You are viewing a plain text version of this content. The canonical link for it is here.
Posted to user@spark.apache.org by Priya Ch <le...@gmail.com> on 2015/08/13 20:30:17 UTC

Write to cassandra...each individual statement

Hi All,

 I have a question in writing rdd to cassandra. Instead of writing entire
rdd to cassandra, i want to write individual statement into cassandra
beacuse there is a need to perform to ETL on each message ( which requires
checking with the DB).
How could i insert statements individually? Using
CassandraConnector.session ??

If so, what is the performance impact of this ? How about using
sc.parallelize() for eah message in the rdd and then insert into cassandra ?

Thanks,
Padma Ch

Re: Write to cassandra...each individual statement

Posted by Philip Weaver <ph...@gmail.com>.
So you need some state between messages in a partition. You can use
mapPartitions or foreachPartition, which allow you to write code to process
an entire partition.

On Thu, Aug 13, 2015 at 11:48 AM, Priya Ch <le...@gmail.com>
wrote:

> Hi Philip,
>
>  I have the following requirement -
> I read the streams of data from various partitions of kafka topic. And
> then I union the dstreams and apply hash partitioner so messages of same
> key would go into single partition of an rdd, which is ofcourse handled by
> a single thread. This way we trying to resolve concurrency issue.
>
> Now one of the partitions of the rdd holds messages with same key. Let's
> say 1st message in the partition may correspond to ticket issuance and 2nd
> message might corresponds to update on the ticket. Now while handling 1st
> message there is different logic and 2nd message's logic depends on 1st
> message.
> Hence using rdd.foreach i am handling different logic for individual
> messages. Now bulk rdd.saveToCassandra will now work.
>
> Hope you got what i am trying to say..
>
> On Fri, Aug 14, 2015 at 12:07 AM, Philip Weaver <ph...@gmail.com>
> wrote:
>
>> All you'd need to do is *transform* the rdd before writing it, e.g.
>> using the .map function.
>>
>>
>> On Thu, Aug 13, 2015 at 11:30 AM, Priya Ch <le...@gmail.com>
>> wrote:
>>
>>> Hi All,
>>>
>>>  I have a question in writing rdd to cassandra. Instead of writing
>>> entire rdd to cassandra, i want to write individual statement into
>>> cassandra beacuse there is a need to perform to ETL on each message ( which
>>> requires checking with the DB).
>>> How could i insert statements individually? Using
>>> CassandraConnector.session ??
>>>
>>> If so, what is the performance impact of this ? How about using
>>> sc.parallelize() for eah message in the rdd and then insert into cassandra ?
>>>
>>> Thanks,
>>> Padma Ch
>>>
>>
>>
>

Re: Write to cassandra...each individual statement

Posted by Priya Ch <le...@gmail.com>.
Hi Philip,

 I have the following requirement -
I read the streams of data from various partitions of kafka topic. And then
I union the dstreams and apply hash partitioner so messages of same key
would go into single partition of an rdd, which is ofcourse handled by a
single thread. This way we trying to resolve concurrency issue.
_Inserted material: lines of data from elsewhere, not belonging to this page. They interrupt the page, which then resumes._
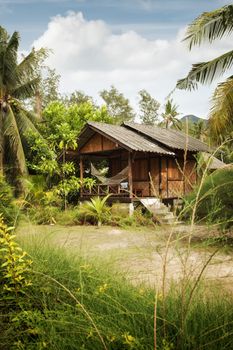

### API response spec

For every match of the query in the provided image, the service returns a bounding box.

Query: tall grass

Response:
[1,238,232,350]
[1,140,233,349]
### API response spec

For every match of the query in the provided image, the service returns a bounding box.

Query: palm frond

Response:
[0,28,8,90]
[2,31,20,90]
[79,195,111,226]
[18,105,40,125]
[17,48,48,80]
[177,49,233,90]
[3,106,27,176]
[13,106,41,136]
[6,31,19,54]
[184,5,233,49]
[0,26,8,41]
[209,76,233,141]
[12,77,40,100]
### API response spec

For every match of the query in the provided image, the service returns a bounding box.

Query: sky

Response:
[1,0,233,118]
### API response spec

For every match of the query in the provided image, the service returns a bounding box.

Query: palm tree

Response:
[176,4,233,142]
[161,99,181,129]
[0,27,45,189]
[191,120,207,141]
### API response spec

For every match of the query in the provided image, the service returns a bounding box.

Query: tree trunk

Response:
[35,91,42,120]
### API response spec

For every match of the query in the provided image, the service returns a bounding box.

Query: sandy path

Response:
[18,223,233,290]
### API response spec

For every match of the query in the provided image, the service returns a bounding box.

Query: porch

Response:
[81,181,152,201]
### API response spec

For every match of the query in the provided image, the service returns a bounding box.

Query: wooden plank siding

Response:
[80,144,197,199]
[80,132,119,154]
[150,157,160,197]
[184,159,197,193]
[109,154,196,199]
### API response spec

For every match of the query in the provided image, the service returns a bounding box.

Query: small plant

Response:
[0,215,32,296]
[78,195,111,227]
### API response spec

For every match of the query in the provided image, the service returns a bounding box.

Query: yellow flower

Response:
[139,288,145,295]
[157,293,163,301]
[122,332,136,345]
[107,335,116,343]
[80,264,91,270]
[98,283,108,293]
[87,330,93,339]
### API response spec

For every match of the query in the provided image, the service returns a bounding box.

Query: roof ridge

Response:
[124,121,210,152]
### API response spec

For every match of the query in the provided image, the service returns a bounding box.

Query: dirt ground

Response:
[17,223,233,290]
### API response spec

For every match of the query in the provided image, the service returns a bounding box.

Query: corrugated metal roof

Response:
[85,122,175,155]
[124,122,210,152]
[202,153,226,170]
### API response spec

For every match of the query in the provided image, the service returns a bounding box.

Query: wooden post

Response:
[128,151,133,199]
[148,155,151,196]
[80,156,83,198]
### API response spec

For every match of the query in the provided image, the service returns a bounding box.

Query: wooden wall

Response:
[159,157,197,198]
[81,139,197,199]
[110,152,197,199]
[132,157,150,196]
[80,133,119,154]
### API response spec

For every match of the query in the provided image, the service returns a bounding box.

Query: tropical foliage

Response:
[0,176,17,225]
[0,215,32,296]
[176,4,233,142]
[138,89,160,125]
[190,119,208,141]
[160,99,181,129]
[0,26,45,188]
[100,85,135,124]
[79,195,111,227]
[184,165,233,228]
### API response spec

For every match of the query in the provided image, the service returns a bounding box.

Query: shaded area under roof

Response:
[78,122,175,155]
[124,122,210,152]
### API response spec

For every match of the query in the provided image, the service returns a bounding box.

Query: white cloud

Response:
[33,11,233,118]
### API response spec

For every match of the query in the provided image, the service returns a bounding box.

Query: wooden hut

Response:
[77,122,210,204]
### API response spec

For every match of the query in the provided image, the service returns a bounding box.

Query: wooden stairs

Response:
[139,198,177,225]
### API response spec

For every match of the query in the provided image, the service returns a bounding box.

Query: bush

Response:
[109,210,153,228]
[0,176,18,225]
[26,205,60,225]
[184,166,233,228]
[26,206,80,225]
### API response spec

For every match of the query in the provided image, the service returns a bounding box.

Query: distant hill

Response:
[181,115,207,124]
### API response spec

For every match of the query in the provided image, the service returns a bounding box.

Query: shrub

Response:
[0,215,32,296]
[26,205,60,225]
[78,195,111,227]
[0,176,17,225]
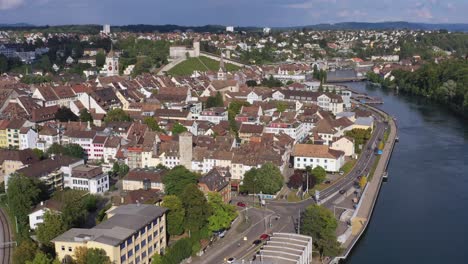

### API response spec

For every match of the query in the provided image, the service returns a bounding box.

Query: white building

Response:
[19,127,38,150]
[65,165,109,194]
[103,24,111,34]
[263,27,271,35]
[317,94,344,114]
[28,200,62,230]
[292,144,345,172]
[197,107,228,124]
[226,26,235,32]
[330,136,355,157]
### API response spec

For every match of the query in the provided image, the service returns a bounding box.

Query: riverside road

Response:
[190,103,389,264]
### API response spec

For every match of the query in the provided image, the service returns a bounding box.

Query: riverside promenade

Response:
[332,106,397,263]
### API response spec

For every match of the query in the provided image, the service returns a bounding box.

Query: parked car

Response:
[324,180,331,184]
[339,171,344,175]
[237,202,246,207]
[227,257,236,263]
[253,239,262,245]
[260,234,270,240]
[339,189,346,195]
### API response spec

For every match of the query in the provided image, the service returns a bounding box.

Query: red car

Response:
[237,202,246,207]
[260,234,270,240]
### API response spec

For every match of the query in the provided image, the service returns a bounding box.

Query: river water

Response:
[343,82,468,264]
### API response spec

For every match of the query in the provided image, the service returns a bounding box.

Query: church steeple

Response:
[217,52,227,81]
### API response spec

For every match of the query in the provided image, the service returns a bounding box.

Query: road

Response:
[0,207,12,264]
[195,107,388,263]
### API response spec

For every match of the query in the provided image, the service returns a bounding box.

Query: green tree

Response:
[171,122,188,136]
[86,248,111,264]
[205,92,224,108]
[162,166,198,196]
[79,109,93,122]
[26,251,56,264]
[162,195,185,236]
[207,193,237,232]
[180,184,211,232]
[32,148,46,160]
[276,102,287,113]
[63,144,85,159]
[241,162,284,195]
[56,190,87,228]
[7,174,41,238]
[103,108,132,122]
[13,240,38,264]
[300,204,342,258]
[0,55,8,73]
[95,52,106,68]
[55,107,78,122]
[310,166,327,184]
[38,55,52,71]
[246,80,257,87]
[36,212,67,248]
[143,117,162,132]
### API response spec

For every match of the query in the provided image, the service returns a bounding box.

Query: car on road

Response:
[253,239,262,245]
[339,189,346,195]
[260,234,270,240]
[227,257,236,263]
[324,180,331,184]
[339,171,344,175]
[237,202,246,207]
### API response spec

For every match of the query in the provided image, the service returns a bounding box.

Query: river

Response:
[343,82,468,264]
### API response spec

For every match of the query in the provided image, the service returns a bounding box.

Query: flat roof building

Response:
[252,233,313,264]
[53,204,167,264]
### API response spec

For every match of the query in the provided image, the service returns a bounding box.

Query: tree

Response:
[74,247,111,264]
[180,184,211,232]
[26,251,56,264]
[0,54,8,73]
[359,176,368,189]
[310,166,327,184]
[288,171,304,189]
[32,148,46,160]
[7,174,41,238]
[206,92,224,108]
[246,80,257,87]
[300,204,342,258]
[79,109,93,123]
[103,108,132,122]
[162,195,185,236]
[162,166,198,196]
[56,190,87,228]
[276,102,287,113]
[55,106,78,122]
[207,193,237,232]
[13,240,38,264]
[36,212,67,248]
[46,143,85,159]
[95,52,106,68]
[38,55,52,71]
[241,162,284,195]
[143,117,162,132]
[171,122,188,136]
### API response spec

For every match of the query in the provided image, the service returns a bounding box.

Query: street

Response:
[191,107,388,263]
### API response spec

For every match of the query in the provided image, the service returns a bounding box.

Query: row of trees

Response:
[288,166,327,190]
[345,128,372,154]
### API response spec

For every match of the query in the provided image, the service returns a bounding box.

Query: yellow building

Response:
[0,120,10,148]
[53,204,167,264]
[6,119,25,149]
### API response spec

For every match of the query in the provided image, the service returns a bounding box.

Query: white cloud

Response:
[285,0,337,9]
[0,0,24,10]
[414,7,433,19]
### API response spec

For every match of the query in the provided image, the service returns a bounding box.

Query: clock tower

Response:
[104,48,119,77]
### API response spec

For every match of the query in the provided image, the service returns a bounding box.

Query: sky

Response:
[0,0,467,26]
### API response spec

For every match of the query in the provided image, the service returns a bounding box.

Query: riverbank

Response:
[332,103,397,263]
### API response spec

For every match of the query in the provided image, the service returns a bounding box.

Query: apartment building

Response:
[53,204,167,264]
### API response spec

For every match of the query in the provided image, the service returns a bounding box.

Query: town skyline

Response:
[1,0,468,26]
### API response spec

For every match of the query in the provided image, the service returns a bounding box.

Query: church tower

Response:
[105,45,119,77]
[217,53,227,81]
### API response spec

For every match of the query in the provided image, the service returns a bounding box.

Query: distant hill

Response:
[0,21,467,33]
[290,22,468,32]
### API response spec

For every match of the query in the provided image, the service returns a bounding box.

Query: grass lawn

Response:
[341,159,357,175]
[368,155,381,180]
[168,56,240,76]
[287,189,302,202]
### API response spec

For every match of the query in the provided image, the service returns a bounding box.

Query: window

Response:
[68,247,72,252]
[61,246,65,251]
[148,234,152,242]
[148,246,153,254]
[142,251,147,259]
[153,230,158,237]
[141,226,146,234]
[127,237,133,245]
[135,244,140,252]
[136,256,140,264]
[121,255,127,263]
[141,239,146,247]
[121,242,126,250]
[128,249,133,257]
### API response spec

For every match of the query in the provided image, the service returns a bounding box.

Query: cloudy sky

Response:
[0,0,467,26]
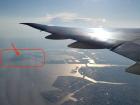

Now one of the partitions of the rdd holds messages with same key. Let's
say 1st message in the partition may correspond to ticket issuance and 2nd
message might corresponds to update on the ticket. Now while handling 1st
message there is different logic and 2nd message's logic depends on 1st
message.
Hence using rdd.foreach i am handling different logic for individual
messages. Now bulk rdd.saveToCassandra will now work.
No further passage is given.